In addition to owning shares of common stock and utilizing certain products or services, the author and his immediate family have no other business relationships with the publicly traded companies mentioned. The author can add or remove positions from his family portfolio without public disclosure. To keep track of his investing activities, consider subscribing to the premium content of David’s newsletter, Quality Value Investing, at davidjwaldron.substack.com.
Additional Disclosures
This book provides source material for the general information of interested readers. The accuracy of the data cannot be guaranteed. Narratives and analyses are impersonal and neither tailored to individual needs nor intended for portfolio construction beyond the author’s model portfolio, which is presented solely for illustrative purposes. The author is a private investor and not an investment advisor. It is the reader's responsibility to conduct independent research. Consider consulting, if appropriate, a fee-only certified financial planner, a licensed discount broker, a flat-fee registered investment advisor, a certified public accountant, or a specialized attorney before making any investment, income tax, or estate planning decisions.
Disclaimers
The model portfolio provides a diversified yet focused overview of author-owned or covered collective company components for comparative research. It is neither a marketable security nor intended as investment advice or for portfolio construction. The model portfolio's current and past illustrative performances do not guarantee the actual or future performance of its constituent companies, sectors, and industries, or of the stock market as a whole.
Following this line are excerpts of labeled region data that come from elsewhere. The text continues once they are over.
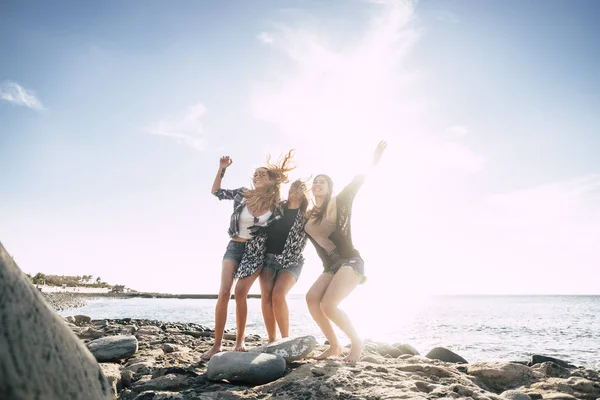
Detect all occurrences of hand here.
[219,156,233,169]
[373,140,387,165]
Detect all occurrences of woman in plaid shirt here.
[305,142,387,363]
[202,151,294,360]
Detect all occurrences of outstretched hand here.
[219,156,233,168]
[373,140,387,165]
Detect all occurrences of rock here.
[467,362,535,393]
[0,243,113,400]
[77,328,104,339]
[250,336,317,362]
[425,347,469,364]
[163,343,190,354]
[100,363,121,397]
[565,377,600,397]
[529,354,576,368]
[87,335,138,362]
[124,361,154,375]
[130,374,194,392]
[133,390,184,400]
[392,343,421,356]
[121,369,135,388]
[531,361,570,378]
[543,392,577,400]
[73,315,92,326]
[500,390,531,400]
[206,352,286,385]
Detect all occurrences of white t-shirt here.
[238,206,272,239]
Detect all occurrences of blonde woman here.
[202,151,293,360]
[305,142,387,363]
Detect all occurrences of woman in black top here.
[305,142,387,363]
[259,180,308,342]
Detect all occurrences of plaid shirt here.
[213,187,246,237]
[213,187,283,278]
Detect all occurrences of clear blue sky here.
[0,0,600,293]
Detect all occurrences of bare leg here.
[306,274,342,360]
[259,268,277,343]
[321,267,364,363]
[201,259,237,360]
[234,270,260,351]
[273,270,296,338]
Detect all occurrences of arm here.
[210,156,233,195]
[337,141,387,199]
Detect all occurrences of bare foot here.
[344,340,365,364]
[313,344,342,360]
[233,342,248,352]
[200,346,221,360]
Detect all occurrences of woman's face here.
[288,182,306,201]
[311,175,331,197]
[252,168,273,189]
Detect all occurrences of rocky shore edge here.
[64,315,600,400]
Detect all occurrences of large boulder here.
[250,336,317,362]
[87,335,138,362]
[206,352,286,385]
[0,243,113,400]
[467,362,536,393]
[425,347,468,364]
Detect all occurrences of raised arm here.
[210,156,233,194]
[338,140,387,198]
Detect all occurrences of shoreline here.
[63,316,600,400]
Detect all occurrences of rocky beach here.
[0,245,600,400]
[58,315,600,400]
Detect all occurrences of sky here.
[0,0,600,297]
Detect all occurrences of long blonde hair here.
[244,149,296,211]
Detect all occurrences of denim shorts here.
[223,240,246,264]
[263,254,304,281]
[323,249,367,283]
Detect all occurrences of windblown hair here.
[292,178,310,215]
[308,174,333,223]
[244,149,296,211]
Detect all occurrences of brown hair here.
[292,178,310,215]
[244,149,296,211]
[308,174,333,223]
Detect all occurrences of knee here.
[271,289,286,304]
[306,292,321,308]
[321,301,338,317]
[260,292,273,304]
[235,285,248,301]
[219,288,231,300]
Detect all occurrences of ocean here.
[60,294,600,369]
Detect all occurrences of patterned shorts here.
[323,249,367,283]
[223,240,246,264]
[263,254,304,281]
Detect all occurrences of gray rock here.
[529,354,576,368]
[0,243,113,400]
[121,369,135,388]
[130,374,194,392]
[87,335,138,362]
[467,362,545,392]
[250,336,317,362]
[73,315,92,326]
[425,347,469,364]
[100,363,121,397]
[206,352,286,385]
[500,390,531,400]
[392,343,421,356]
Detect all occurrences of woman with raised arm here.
[202,151,293,360]
[305,142,387,363]
[259,180,308,342]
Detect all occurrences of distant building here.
[111,285,127,293]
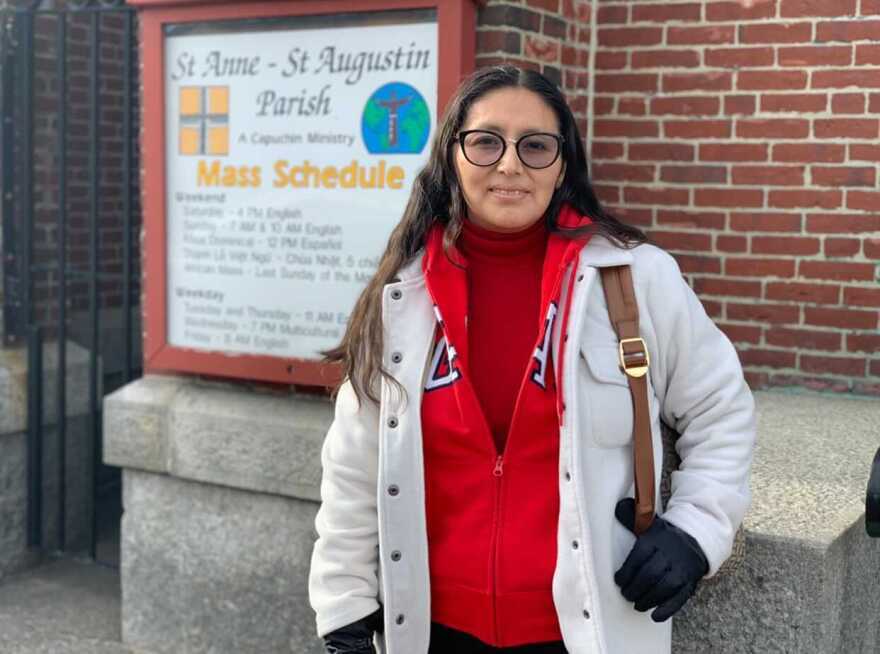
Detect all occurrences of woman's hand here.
[614,497,709,622]
[324,608,382,654]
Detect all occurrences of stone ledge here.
[104,375,332,501]
[105,376,880,654]
[0,340,101,435]
[673,391,880,654]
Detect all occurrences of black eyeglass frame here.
[452,129,565,170]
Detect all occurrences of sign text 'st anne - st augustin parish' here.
[171,42,431,189]
[171,43,430,117]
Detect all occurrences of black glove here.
[614,497,709,622]
[324,608,382,654]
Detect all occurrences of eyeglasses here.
[455,129,564,169]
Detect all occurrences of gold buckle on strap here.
[617,338,651,377]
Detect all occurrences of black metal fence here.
[0,1,141,558]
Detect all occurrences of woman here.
[309,66,755,654]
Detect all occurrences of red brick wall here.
[11,6,140,338]
[478,0,880,395]
[477,0,593,143]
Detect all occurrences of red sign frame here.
[129,0,482,386]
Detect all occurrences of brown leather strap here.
[600,266,654,534]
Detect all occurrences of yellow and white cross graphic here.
[180,86,229,155]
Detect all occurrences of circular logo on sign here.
[361,82,431,154]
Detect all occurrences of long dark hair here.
[324,66,647,404]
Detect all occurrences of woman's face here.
[453,87,565,232]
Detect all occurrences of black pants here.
[428,622,568,654]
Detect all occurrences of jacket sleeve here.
[309,381,379,637]
[644,250,756,577]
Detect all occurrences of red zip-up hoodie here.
[422,207,590,647]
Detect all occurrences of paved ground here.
[0,559,148,654]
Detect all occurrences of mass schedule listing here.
[169,192,378,356]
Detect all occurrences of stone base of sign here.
[0,342,100,579]
[104,376,880,654]
[673,392,880,654]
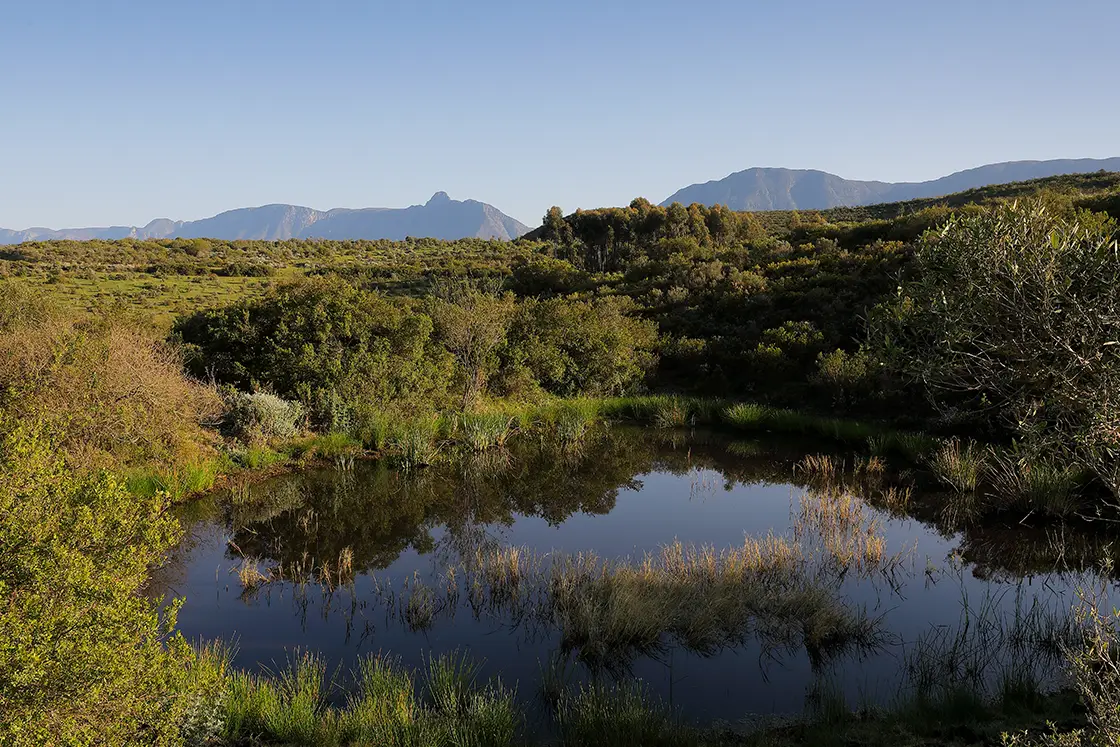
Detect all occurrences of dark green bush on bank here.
[175,278,657,423]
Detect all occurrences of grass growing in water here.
[457,412,515,451]
[556,683,701,747]
[927,438,987,493]
[389,419,440,469]
[991,450,1082,519]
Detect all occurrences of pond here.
[152,427,1111,723]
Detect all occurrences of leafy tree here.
[505,298,657,396]
[430,280,514,410]
[175,278,452,414]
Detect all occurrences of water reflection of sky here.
[162,432,1115,722]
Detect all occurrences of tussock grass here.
[793,487,906,576]
[389,419,441,469]
[457,412,515,451]
[215,654,524,747]
[287,432,362,461]
[233,558,276,591]
[793,454,843,482]
[232,446,288,469]
[549,535,872,669]
[556,683,701,747]
[990,450,1082,519]
[926,438,988,493]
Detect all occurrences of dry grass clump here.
[549,535,869,667]
[233,558,278,592]
[474,547,534,599]
[0,284,222,468]
[793,487,905,576]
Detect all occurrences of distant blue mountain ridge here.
[662,158,1120,211]
[0,192,529,244]
[0,158,1120,244]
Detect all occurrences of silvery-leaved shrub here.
[224,391,305,442]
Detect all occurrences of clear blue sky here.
[0,0,1120,228]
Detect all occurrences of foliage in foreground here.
[872,202,1120,492]
[0,423,188,745]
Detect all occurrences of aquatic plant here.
[926,438,987,493]
[456,412,515,451]
[390,419,440,469]
[233,558,273,591]
[793,454,843,482]
[990,449,1083,519]
[653,396,690,428]
[556,683,700,747]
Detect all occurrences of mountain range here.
[662,158,1120,211]
[0,192,529,244]
[0,158,1120,244]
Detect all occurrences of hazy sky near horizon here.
[0,0,1120,228]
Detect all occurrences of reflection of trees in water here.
[162,428,1112,694]
[172,428,1120,589]
[230,425,654,572]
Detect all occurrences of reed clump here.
[548,535,866,667]
[926,438,987,493]
[389,419,442,469]
[234,558,277,591]
[217,654,524,747]
[457,412,516,451]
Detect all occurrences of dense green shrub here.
[872,202,1120,489]
[0,421,189,745]
[505,298,657,396]
[175,278,454,412]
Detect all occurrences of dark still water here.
[155,428,1105,722]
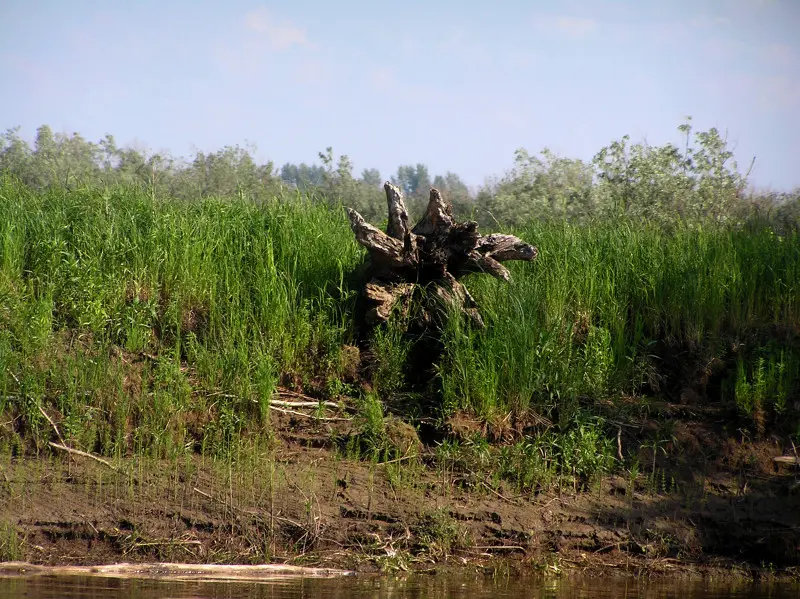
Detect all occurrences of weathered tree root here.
[347,182,538,328]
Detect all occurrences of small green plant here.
[0,521,24,562]
[415,509,469,558]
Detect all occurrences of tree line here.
[0,118,800,229]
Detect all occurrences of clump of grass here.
[0,521,23,562]
[0,178,360,457]
[439,221,800,425]
[0,177,800,468]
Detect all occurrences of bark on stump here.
[347,182,538,329]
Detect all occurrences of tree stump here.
[347,182,538,329]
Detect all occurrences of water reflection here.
[0,575,800,599]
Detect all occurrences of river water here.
[0,575,800,599]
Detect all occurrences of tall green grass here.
[440,221,800,421]
[0,178,800,462]
[0,179,361,455]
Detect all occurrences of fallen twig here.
[269,404,352,421]
[36,406,65,445]
[269,399,340,408]
[48,441,120,472]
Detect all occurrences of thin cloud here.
[244,6,310,50]
[534,15,600,38]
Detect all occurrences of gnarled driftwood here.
[347,182,538,326]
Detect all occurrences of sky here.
[0,0,800,191]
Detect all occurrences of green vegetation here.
[0,119,800,494]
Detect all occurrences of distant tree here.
[361,168,383,187]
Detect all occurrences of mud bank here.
[0,406,800,577]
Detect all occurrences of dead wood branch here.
[347,182,538,328]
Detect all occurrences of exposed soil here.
[0,404,800,576]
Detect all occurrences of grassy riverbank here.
[0,179,800,567]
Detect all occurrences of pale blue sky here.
[0,0,800,189]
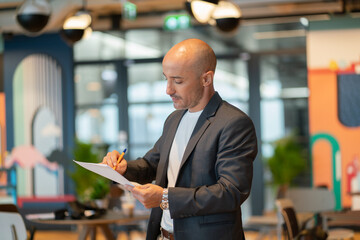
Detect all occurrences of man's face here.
[163,56,204,112]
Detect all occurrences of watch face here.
[160,202,169,210]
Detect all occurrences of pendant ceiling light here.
[185,0,242,32]
[60,1,92,44]
[209,1,242,32]
[16,0,51,33]
[185,0,219,23]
The model portfolio is owned, maintained, and published for the primary financial benefit of the author’s immediate family. It also serves as an educational platform for the active members of his newsletter. Copying, marketing, benchmarking, or disseminating his model portfolio without the author's express written permission is prohibited.
Before reading the entire book, readers must understand and accept the disclosures and disclaimers in this Introduction. They assume responsibility for investment failures or unmet expectations from applying the book's principles and strategies. Each reader is solely accountable for their personal financial decisions.
Financial Services Sector
Although the book adopts a skeptical view of Wall Street—a term commonly used to describe professional or institutional investing worldwide—it does not suggest or convey any particular issues or negative implications concerning actual organizations or individuals in the financial services sector.
Any perceived reference to actual companies or real individuals is coincidental and unintentional. In its general lament of Wall Street’s fee-driven culture, the book avoids unproven conspiracy theories and offers a narrative nonfiction platform for commentary, critique, education, and parody.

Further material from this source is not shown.